Accountants have ledgers. Scientists record their experiments. Marketers have CRMs. Engineers have code version history. Product developers, however, lack a sufficient source-of-truth for their past work. It's a fundamental gap that holds back product management craft.
A SoT for product iterations consists of
an accurate timeline of when product changes went live, and
metadata describing each change.
A SoT for product iterations provides the data necessary for a variety of applications:
Correlate past product changes with changes to business metrics. Need to figure out why that metric spiked or dropped? Look in the SoT.
Communicate product changes to internal stakeholders like sales, marketing, or customer success.
Showcase the impact of what you or your team has delivered to executives.
Understand progress towards product development goals.
Keep a record of hypotheses and results to feed a scientific product development process.
Generate a changelog or release notes for users.
Companies produce changelogs or release notes to communicate the details of product changes to end-users. As you can see from the above list, this is just one important application of your SoT for product iterations.
Different companies care about different things, so it's up to each team to decide what metadata is valuable for them. Here are some of the possible data fields for each iteration:
Title of the change
Date it went live
Included code changes
List of people who worked on it
Hypothesis or goal
List of stakeholders who requested the change
Audience-tailored messages (what customers need to know, what sales needs to know, etc..)
Surprisingly, most product engineering teams lack a good SoT for their product iterations.
Project management tools, like Jira, have a record of when issues transition to "Done." But when a story is marked "Done," it doesn't necessarily imply that the code was deployed to production. It could be (1) waiting in a staging environment, (2) merged to master, but not deployed, or (3) deployed, but hidden behind a feature flag.
Furthermore, the language in project management tools conveys to engineers how to build something. But it often omits business context or an explanation that is accessible to non-technical folks.

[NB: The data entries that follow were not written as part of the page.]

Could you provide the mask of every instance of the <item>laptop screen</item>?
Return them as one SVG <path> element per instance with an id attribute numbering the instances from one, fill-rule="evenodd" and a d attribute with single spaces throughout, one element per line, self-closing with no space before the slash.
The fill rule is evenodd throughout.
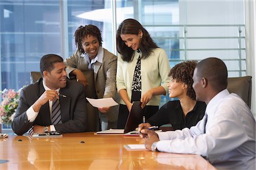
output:
<path id="1" fill-rule="evenodd" d="M 143 122 L 143 109 L 141 108 L 141 105 L 140 101 L 133 102 L 131 112 L 125 124 L 124 133 L 135 130 L 139 124 Z"/>

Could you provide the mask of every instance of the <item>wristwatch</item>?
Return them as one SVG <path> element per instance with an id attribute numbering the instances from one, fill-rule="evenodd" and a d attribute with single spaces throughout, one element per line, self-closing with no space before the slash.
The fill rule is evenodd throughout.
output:
<path id="1" fill-rule="evenodd" d="M 46 133 L 48 132 L 48 130 L 49 130 L 49 128 L 48 128 L 48 126 L 44 126 L 44 132 L 46 132 Z"/>
<path id="2" fill-rule="evenodd" d="M 152 151 L 153 152 L 158 152 L 158 149 L 156 148 L 156 144 L 157 144 L 157 142 L 155 142 L 151 145 L 151 151 Z"/>

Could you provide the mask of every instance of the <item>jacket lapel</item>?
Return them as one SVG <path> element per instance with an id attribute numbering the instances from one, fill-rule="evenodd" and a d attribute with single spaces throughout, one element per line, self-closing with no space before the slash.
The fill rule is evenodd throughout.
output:
<path id="1" fill-rule="evenodd" d="M 38 98 L 44 92 L 46 91 L 43 86 L 43 79 L 40 78 L 39 80 L 39 91 L 38 92 Z M 40 114 L 38 116 L 40 116 L 40 118 L 42 121 L 43 122 L 44 125 L 51 125 L 51 118 L 49 114 L 49 103 L 47 102 L 44 104 L 40 109 Z"/>
<path id="2" fill-rule="evenodd" d="M 67 83 L 68 84 L 68 82 L 67 82 Z M 67 86 L 68 85 L 67 84 Z M 60 96 L 59 98 L 61 121 L 64 122 L 72 118 L 72 117 L 71 117 L 69 113 L 71 98 L 68 95 L 68 90 L 67 88 L 61 88 L 60 90 L 60 94 L 67 96 L 67 97 Z"/>

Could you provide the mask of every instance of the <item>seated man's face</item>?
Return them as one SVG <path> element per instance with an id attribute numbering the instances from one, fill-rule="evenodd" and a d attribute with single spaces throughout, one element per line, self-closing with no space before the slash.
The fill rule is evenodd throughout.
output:
<path id="1" fill-rule="evenodd" d="M 197 75 L 197 69 L 194 70 L 194 74 L 193 75 L 193 88 L 196 93 L 196 99 L 199 101 L 204 101 L 204 98 L 203 97 L 203 94 L 205 93 L 205 91 L 202 89 L 201 84 L 201 79 Z"/>
<path id="2" fill-rule="evenodd" d="M 54 69 L 46 75 L 46 85 L 51 90 L 65 87 L 67 84 L 65 68 L 64 62 L 55 63 Z"/>

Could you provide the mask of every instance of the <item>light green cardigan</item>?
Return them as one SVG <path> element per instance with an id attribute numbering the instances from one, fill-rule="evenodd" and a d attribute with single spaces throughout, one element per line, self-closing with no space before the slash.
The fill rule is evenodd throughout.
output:
<path id="1" fill-rule="evenodd" d="M 119 54 L 117 59 L 117 91 L 126 89 L 130 101 L 131 98 L 133 75 L 139 54 L 135 51 L 134 57 L 130 62 L 123 61 Z M 168 74 L 171 69 L 167 55 L 163 49 L 155 48 L 147 58 L 141 60 L 141 69 L 142 96 L 149 90 L 161 85 L 166 90 L 166 95 L 167 94 L 167 84 L 170 80 Z M 160 100 L 160 95 L 153 96 L 147 105 L 159 105 Z M 120 104 L 125 104 L 122 100 L 121 100 Z"/>

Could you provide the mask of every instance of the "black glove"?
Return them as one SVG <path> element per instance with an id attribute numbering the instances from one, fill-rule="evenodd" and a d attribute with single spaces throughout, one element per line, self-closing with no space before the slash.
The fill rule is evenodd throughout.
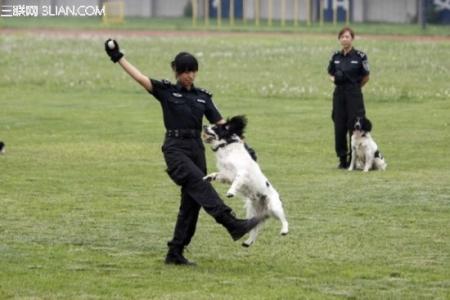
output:
<path id="1" fill-rule="evenodd" d="M 247 143 L 244 143 L 244 147 L 245 147 L 245 150 L 247 150 L 248 154 L 250 154 L 250 156 L 253 158 L 253 160 L 256 161 L 257 157 L 256 157 L 255 149 L 253 149 L 252 147 L 247 145 Z"/>
<path id="2" fill-rule="evenodd" d="M 108 46 L 109 41 L 113 41 L 113 43 L 114 43 L 113 49 L 109 48 L 109 46 Z M 108 56 L 111 58 L 111 60 L 114 63 L 118 62 L 123 57 L 123 53 L 120 52 L 119 44 L 116 42 L 116 40 L 107 39 L 105 42 L 105 51 L 106 51 L 106 54 L 108 54 Z"/>
<path id="3" fill-rule="evenodd" d="M 336 85 L 340 85 L 345 83 L 345 74 L 341 70 L 337 70 L 336 73 L 334 73 L 334 83 Z"/>

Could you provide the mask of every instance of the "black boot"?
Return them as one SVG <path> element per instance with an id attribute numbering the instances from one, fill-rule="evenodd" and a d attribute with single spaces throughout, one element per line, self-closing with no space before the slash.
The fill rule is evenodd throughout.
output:
<path id="1" fill-rule="evenodd" d="M 183 256 L 183 247 L 170 247 L 164 262 L 167 265 L 195 266 L 194 262 Z"/>
<path id="2" fill-rule="evenodd" d="M 228 230 L 228 233 L 231 235 L 233 240 L 237 241 L 247 232 L 255 228 L 256 225 L 261 223 L 264 219 L 265 218 L 263 217 L 255 217 L 248 220 L 237 219 L 231 214 L 230 211 L 226 211 L 218 216 L 216 221 Z"/>
<path id="3" fill-rule="evenodd" d="M 349 167 L 349 162 L 347 159 L 347 155 L 339 157 L 339 165 L 338 169 L 347 169 Z"/>

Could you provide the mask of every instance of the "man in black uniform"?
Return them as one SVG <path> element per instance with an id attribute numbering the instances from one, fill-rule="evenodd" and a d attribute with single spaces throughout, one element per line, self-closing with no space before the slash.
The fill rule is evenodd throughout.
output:
<path id="1" fill-rule="evenodd" d="M 113 46 L 113 47 L 111 47 Z M 200 207 L 222 224 L 233 240 L 238 240 L 261 222 L 261 219 L 236 219 L 220 199 L 211 184 L 203 180 L 206 175 L 205 148 L 200 138 L 202 119 L 211 123 L 224 123 L 211 99 L 211 94 L 194 86 L 198 71 L 197 59 L 189 53 L 179 53 L 172 62 L 176 84 L 144 76 L 131 65 L 114 40 L 105 42 L 105 50 L 113 62 L 122 68 L 161 104 L 166 138 L 162 151 L 170 178 L 181 186 L 181 204 L 173 238 L 168 242 L 167 264 L 193 264 L 183 256 L 195 233 Z"/>
<path id="2" fill-rule="evenodd" d="M 336 51 L 328 64 L 330 80 L 336 88 L 333 93 L 333 112 L 335 150 L 339 157 L 338 168 L 349 165 L 347 133 L 351 136 L 349 124 L 356 116 L 365 115 L 361 88 L 369 81 L 367 55 L 353 48 L 355 33 L 344 27 L 338 35 L 342 50 Z"/>

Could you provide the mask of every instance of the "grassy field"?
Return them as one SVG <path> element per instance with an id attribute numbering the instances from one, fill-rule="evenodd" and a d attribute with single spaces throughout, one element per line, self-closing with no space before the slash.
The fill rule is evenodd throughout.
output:
<path id="1" fill-rule="evenodd" d="M 129 17 L 124 23 L 105 24 L 100 18 L 68 18 L 68 17 L 39 17 L 39 18 L 0 18 L 0 28 L 53 28 L 53 29 L 114 29 L 114 30 L 178 30 L 178 31 L 213 31 L 213 32 L 291 32 L 291 33 L 331 33 L 336 34 L 343 23 L 333 25 L 332 23 L 319 22 L 310 25 L 299 22 L 294 25 L 292 21 L 286 21 L 285 26 L 274 20 L 269 26 L 267 20 L 261 20 L 256 25 L 253 20 L 236 20 L 230 25 L 227 19 L 222 20 L 221 26 L 217 26 L 217 20 L 211 19 L 209 25 L 205 25 L 204 19 L 198 19 L 193 25 L 190 18 L 138 18 Z M 422 29 L 417 24 L 393 24 L 393 23 L 352 23 L 352 27 L 360 34 L 396 34 L 396 35 L 435 35 L 450 36 L 450 26 L 428 24 Z"/>
<path id="2" fill-rule="evenodd" d="M 250 249 L 204 212 L 163 264 L 179 191 L 159 104 L 103 51 L 108 36 L 0 36 L 0 299 L 448 299 L 450 42 L 364 39 L 364 90 L 386 172 L 335 168 L 326 65 L 335 39 L 261 34 L 120 40 L 172 79 L 181 50 L 285 201 Z M 214 170 L 207 148 L 209 170 Z M 224 195 L 226 189 L 215 185 Z M 243 216 L 240 199 L 226 200 Z"/>

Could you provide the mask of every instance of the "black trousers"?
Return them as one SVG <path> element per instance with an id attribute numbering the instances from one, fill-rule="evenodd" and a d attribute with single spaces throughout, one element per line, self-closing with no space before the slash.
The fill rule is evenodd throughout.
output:
<path id="1" fill-rule="evenodd" d="M 334 145 L 336 155 L 344 157 L 349 154 L 347 135 L 351 136 L 353 120 L 365 116 L 364 100 L 359 84 L 336 86 L 333 93 Z"/>
<path id="2" fill-rule="evenodd" d="M 200 138 L 166 138 L 162 147 L 170 178 L 181 186 L 181 201 L 169 248 L 187 246 L 195 234 L 200 208 L 217 218 L 231 209 L 220 199 L 206 175 L 205 148 Z"/>

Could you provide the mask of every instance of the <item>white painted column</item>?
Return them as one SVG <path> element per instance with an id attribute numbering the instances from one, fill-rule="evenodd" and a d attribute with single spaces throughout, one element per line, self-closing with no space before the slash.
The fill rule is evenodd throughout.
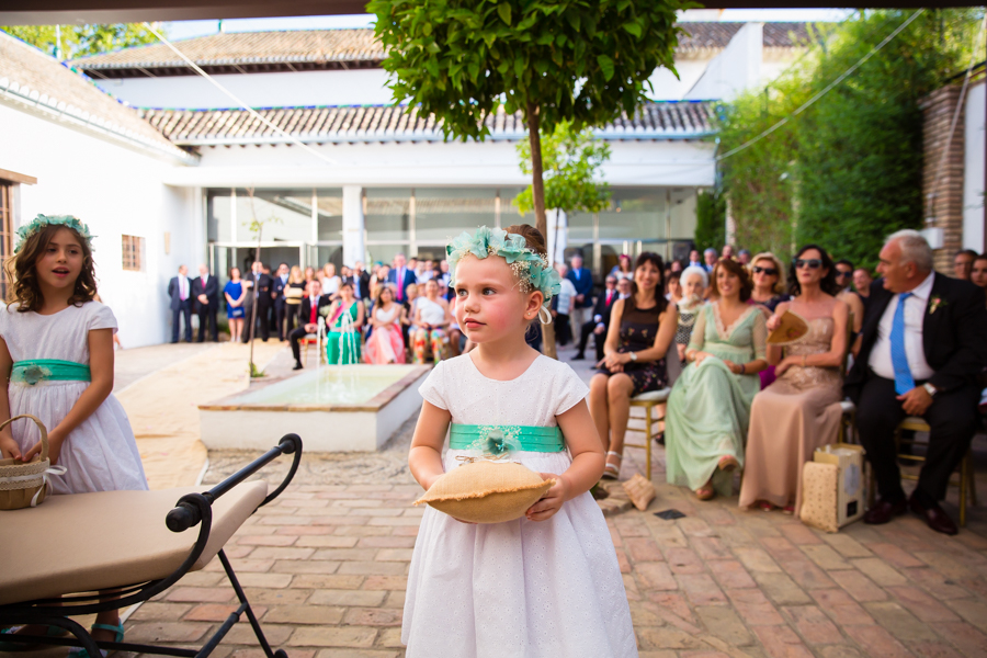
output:
<path id="1" fill-rule="evenodd" d="M 363 220 L 363 188 L 343 185 L 343 263 L 353 266 L 366 259 Z"/>
<path id="2" fill-rule="evenodd" d="M 557 263 L 566 262 L 566 248 L 569 246 L 569 217 L 564 211 L 552 208 L 545 211 L 545 224 L 548 235 L 545 236 L 548 245 L 548 258 Z"/>

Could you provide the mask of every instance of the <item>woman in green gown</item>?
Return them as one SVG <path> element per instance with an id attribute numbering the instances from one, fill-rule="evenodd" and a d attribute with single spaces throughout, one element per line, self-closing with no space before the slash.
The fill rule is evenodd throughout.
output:
<path id="1" fill-rule="evenodd" d="M 668 400 L 665 450 L 668 481 L 700 500 L 729 496 L 742 464 L 750 405 L 768 367 L 764 314 L 750 306 L 751 282 L 737 261 L 713 269 L 711 296 L 685 350 L 690 364 Z"/>
<path id="2" fill-rule="evenodd" d="M 360 363 L 360 328 L 363 327 L 364 315 L 363 302 L 353 295 L 353 284 L 347 282 L 340 285 L 339 299 L 329 307 L 326 320 L 329 328 L 326 334 L 326 361 L 333 364 Z"/>

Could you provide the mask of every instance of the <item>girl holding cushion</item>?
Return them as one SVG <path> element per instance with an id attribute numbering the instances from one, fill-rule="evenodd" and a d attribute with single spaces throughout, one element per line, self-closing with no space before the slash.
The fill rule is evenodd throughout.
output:
<path id="1" fill-rule="evenodd" d="M 587 387 L 524 340 L 551 319 L 559 287 L 544 245 L 521 225 L 481 227 L 446 248 L 456 321 L 477 347 L 439 363 L 419 389 L 411 473 L 429 489 L 466 460 L 496 457 L 555 484 L 503 523 L 426 509 L 401 627 L 409 658 L 637 656 L 613 542 L 589 495 L 603 450 Z"/>

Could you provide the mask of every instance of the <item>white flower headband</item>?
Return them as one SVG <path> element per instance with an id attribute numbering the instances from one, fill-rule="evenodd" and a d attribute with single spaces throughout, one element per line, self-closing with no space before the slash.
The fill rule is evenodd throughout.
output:
<path id="1" fill-rule="evenodd" d="M 524 236 L 509 234 L 502 228 L 486 226 L 480 226 L 472 236 L 463 231 L 458 238 L 445 247 L 450 287 L 455 286 L 456 265 L 468 253 L 476 258 L 487 258 L 488 256 L 503 258 L 521 283 L 522 293 L 541 291 L 544 302 L 538 315 L 546 325 L 552 321 L 548 303 L 558 294 L 561 280 L 546 257 L 535 253 L 527 247 Z"/>

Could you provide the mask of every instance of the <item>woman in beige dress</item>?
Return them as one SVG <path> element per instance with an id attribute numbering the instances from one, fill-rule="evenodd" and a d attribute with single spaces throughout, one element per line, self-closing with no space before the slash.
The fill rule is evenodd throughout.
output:
<path id="1" fill-rule="evenodd" d="M 741 508 L 757 503 L 763 510 L 797 510 L 803 464 L 817 447 L 836 441 L 849 308 L 836 298 L 835 271 L 826 250 L 803 247 L 789 276 L 794 298 L 779 304 L 768 320 L 770 331 L 791 310 L 806 320 L 808 333 L 785 348 L 768 345 L 778 379 L 755 397 L 750 409 Z"/>

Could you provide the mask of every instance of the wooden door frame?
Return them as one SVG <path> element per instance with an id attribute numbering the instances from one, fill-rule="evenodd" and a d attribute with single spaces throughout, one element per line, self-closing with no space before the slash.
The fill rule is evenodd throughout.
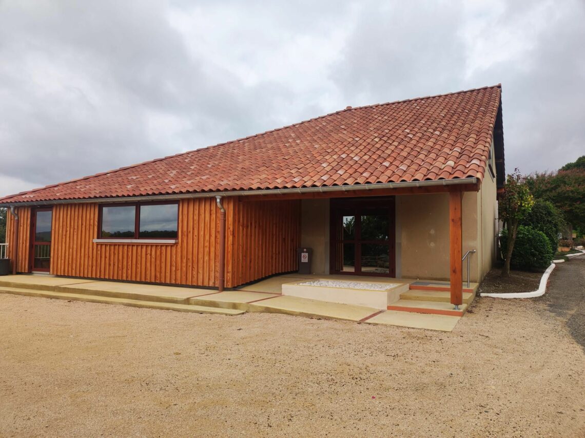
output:
<path id="1" fill-rule="evenodd" d="M 384 196 L 376 197 L 356 197 L 356 198 L 341 198 L 333 199 L 331 200 L 330 205 L 329 214 L 329 272 L 332 274 L 340 274 L 343 275 L 360 275 L 366 276 L 377 277 L 389 277 L 393 278 L 396 275 L 396 198 L 395 196 Z M 340 230 L 338 229 L 338 216 L 339 214 L 343 210 L 353 210 L 356 213 L 356 225 L 357 223 L 357 216 L 360 210 L 364 209 L 383 208 L 388 209 L 389 217 L 390 218 L 390 229 L 388 230 L 388 243 L 390 247 L 388 254 L 388 273 L 380 273 L 376 272 L 361 272 L 361 245 L 368 242 L 363 241 L 360 236 L 356 236 L 354 239 L 355 242 L 355 268 L 356 272 L 348 272 L 343 271 L 337 271 L 336 261 L 338 257 L 338 245 L 340 239 L 338 238 L 338 233 Z M 359 233 L 361 230 L 357 230 L 356 226 L 356 233 Z M 378 242 L 371 242 L 372 243 L 378 244 Z"/>
<path id="2" fill-rule="evenodd" d="M 51 267 L 50 264 L 49 267 L 47 269 L 44 268 L 35 268 L 35 236 L 36 235 L 36 214 L 39 211 L 50 211 L 51 212 L 51 241 L 49 244 L 53 246 L 53 207 L 33 207 L 30 209 L 30 244 L 29 245 L 29 263 L 28 263 L 28 272 L 47 272 L 50 273 Z M 52 252 L 52 248 L 51 248 Z M 49 261 L 49 264 L 50 264 L 50 260 Z"/>

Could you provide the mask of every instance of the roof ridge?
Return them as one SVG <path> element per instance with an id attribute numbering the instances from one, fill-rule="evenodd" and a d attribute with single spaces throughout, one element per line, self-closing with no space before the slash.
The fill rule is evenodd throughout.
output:
<path id="1" fill-rule="evenodd" d="M 384 105 L 392 105 L 392 104 L 394 104 L 402 103 L 402 102 L 410 102 L 410 101 L 417 101 L 417 100 L 424 100 L 424 99 L 430 99 L 430 98 L 435 98 L 435 97 L 443 97 L 443 96 L 452 95 L 454 95 L 454 94 L 459 94 L 464 93 L 470 93 L 472 91 L 479 91 L 480 90 L 487 90 L 488 88 L 500 88 L 501 89 L 501 86 L 502 86 L 502 84 L 500 83 L 499 84 L 497 84 L 495 85 L 486 85 L 485 87 L 481 87 L 476 88 L 470 88 L 469 90 L 460 90 L 459 91 L 453 91 L 453 92 L 451 92 L 451 93 L 443 93 L 443 94 L 434 94 L 434 95 L 429 95 L 429 96 L 424 96 L 424 97 L 413 97 L 413 98 L 411 98 L 404 99 L 404 100 L 395 100 L 395 101 L 390 101 L 390 102 L 384 102 L 384 103 L 372 104 L 371 105 L 362 105 L 361 107 L 346 107 L 345 108 L 343 108 L 343 110 L 339 110 L 336 111 L 333 111 L 333 112 L 329 112 L 328 114 L 324 114 L 322 115 L 320 115 L 320 116 L 318 116 L 317 117 L 313 117 L 313 118 L 309 118 L 309 119 L 307 119 L 305 120 L 303 120 L 303 121 L 300 121 L 300 122 L 297 122 L 296 123 L 291 124 L 290 125 L 285 125 L 285 126 L 281 126 L 280 128 L 274 128 L 273 129 L 270 129 L 269 131 L 264 131 L 263 132 L 259 132 L 259 133 L 257 133 L 257 134 L 253 134 L 252 135 L 248 135 L 248 136 L 246 136 L 245 137 L 242 137 L 240 138 L 238 138 L 238 139 L 236 139 L 235 140 L 230 140 L 230 141 L 226 141 L 226 142 L 220 142 L 220 143 L 216 143 L 215 145 L 210 145 L 209 146 L 199 148 L 198 149 L 191 149 L 190 150 L 187 150 L 187 151 L 185 151 L 184 152 L 179 152 L 178 153 L 173 154 L 172 155 L 167 155 L 167 156 L 162 157 L 162 158 L 155 158 L 155 159 L 152 159 L 152 160 L 148 160 L 147 161 L 143 161 L 143 162 L 142 162 L 141 163 L 137 163 L 136 164 L 131 165 L 130 166 L 123 166 L 123 167 L 118 167 L 118 169 L 112 169 L 111 170 L 108 170 L 106 172 L 99 172 L 98 173 L 94 173 L 94 174 L 91 174 L 91 175 L 87 175 L 85 176 L 82 176 L 82 177 L 81 177 L 80 178 L 75 178 L 74 179 L 69 180 L 68 181 L 64 181 L 64 182 L 61 182 L 60 183 L 56 183 L 56 184 L 49 184 L 48 186 L 45 186 L 44 187 L 37 187 L 36 189 L 31 189 L 30 190 L 25 190 L 23 191 L 20 191 L 20 192 L 18 193 L 15 193 L 14 194 L 9 195 L 8 196 L 1 197 L 1 198 L 0 198 L 0 201 L 4 201 L 4 200 L 9 199 L 10 198 L 15 197 L 16 196 L 19 196 L 23 195 L 25 194 L 33 193 L 35 193 L 36 191 L 39 191 L 40 190 L 45 190 L 45 189 L 51 189 L 51 187 L 57 187 L 58 186 L 62 186 L 62 185 L 64 185 L 64 184 L 71 184 L 72 183 L 75 183 L 75 182 L 78 182 L 79 181 L 83 181 L 83 180 L 85 180 L 90 179 L 91 178 L 94 178 L 95 177 L 101 176 L 101 175 L 108 174 L 109 174 L 109 173 L 115 173 L 116 172 L 121 172 L 122 170 L 125 170 L 128 169 L 133 169 L 134 167 L 139 167 L 140 166 L 143 166 L 144 165 L 147 165 L 147 164 L 150 164 L 151 163 L 156 163 L 157 161 L 161 161 L 163 160 L 166 160 L 166 159 L 167 159 L 168 158 L 174 158 L 174 157 L 181 156 L 181 155 L 187 155 L 188 153 L 192 153 L 194 152 L 197 152 L 198 150 L 204 150 L 204 149 L 211 149 L 212 148 L 215 148 L 215 147 L 219 146 L 223 146 L 225 145 L 228 145 L 228 144 L 230 144 L 230 143 L 236 143 L 238 142 L 243 141 L 244 140 L 247 140 L 247 139 L 250 139 L 250 138 L 254 138 L 256 137 L 259 137 L 259 136 L 260 136 L 261 135 L 265 135 L 266 134 L 270 134 L 271 132 L 275 132 L 276 131 L 281 131 L 283 129 L 287 129 L 288 128 L 291 128 L 292 126 L 298 126 L 299 125 L 302 125 L 303 124 L 307 123 L 308 122 L 311 122 L 311 121 L 315 121 L 315 120 L 319 120 L 319 119 L 322 119 L 322 118 L 324 118 L 325 117 L 328 117 L 331 116 L 331 115 L 335 115 L 335 114 L 340 114 L 340 113 L 342 113 L 342 112 L 346 112 L 346 111 L 354 111 L 355 110 L 362 110 L 362 109 L 364 109 L 364 108 L 374 108 L 374 107 L 381 107 L 381 106 L 384 106 Z"/>

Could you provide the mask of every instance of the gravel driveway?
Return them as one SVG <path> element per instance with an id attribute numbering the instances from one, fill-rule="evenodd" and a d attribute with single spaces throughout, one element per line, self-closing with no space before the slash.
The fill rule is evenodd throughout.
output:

Code versioning tools (e.g., GitHub), CI/CD tools (e.g., CircleCI), or feature flagging tools (LaunchDarkly) help generate an accurate timeline of changes, but they also lack much of the metadata and context you'd want in a SoT.
In sum, today's dev tools leave a trail of technical exhaust, but they don't tell an easy-to-understand story of what happened.
If you require manual labor to generate a SoT, teams simply won't do it. Creating a SoT rarely seems like the most pressing need at the moment, but the value compounds once you have it until it becomes indispensable.
Therefore, DoubleLoop does the heavy lifting for you by generating a SoT based on the output of your current tools (e.g., GitHub, Jira, CircleCi, LaunchDarkly). After integrating, you get a timeline of your product iterations that leverages your existing data. DoubleLoop even links together related events across tools, like pull request linked to a Jira issue.
Then, it's up to you how much you want to "enrich" your timeline with more context such as screenshots, goals, hypotheses, and results.
DoubleLoop creates a virtuous cycle of increased clarity that permeates all your tools. E.g., when an engineer writes a commit message, if they know it will appear as the default event title in DoubleLoop, they might write something a bit easier for stakeholders to understand.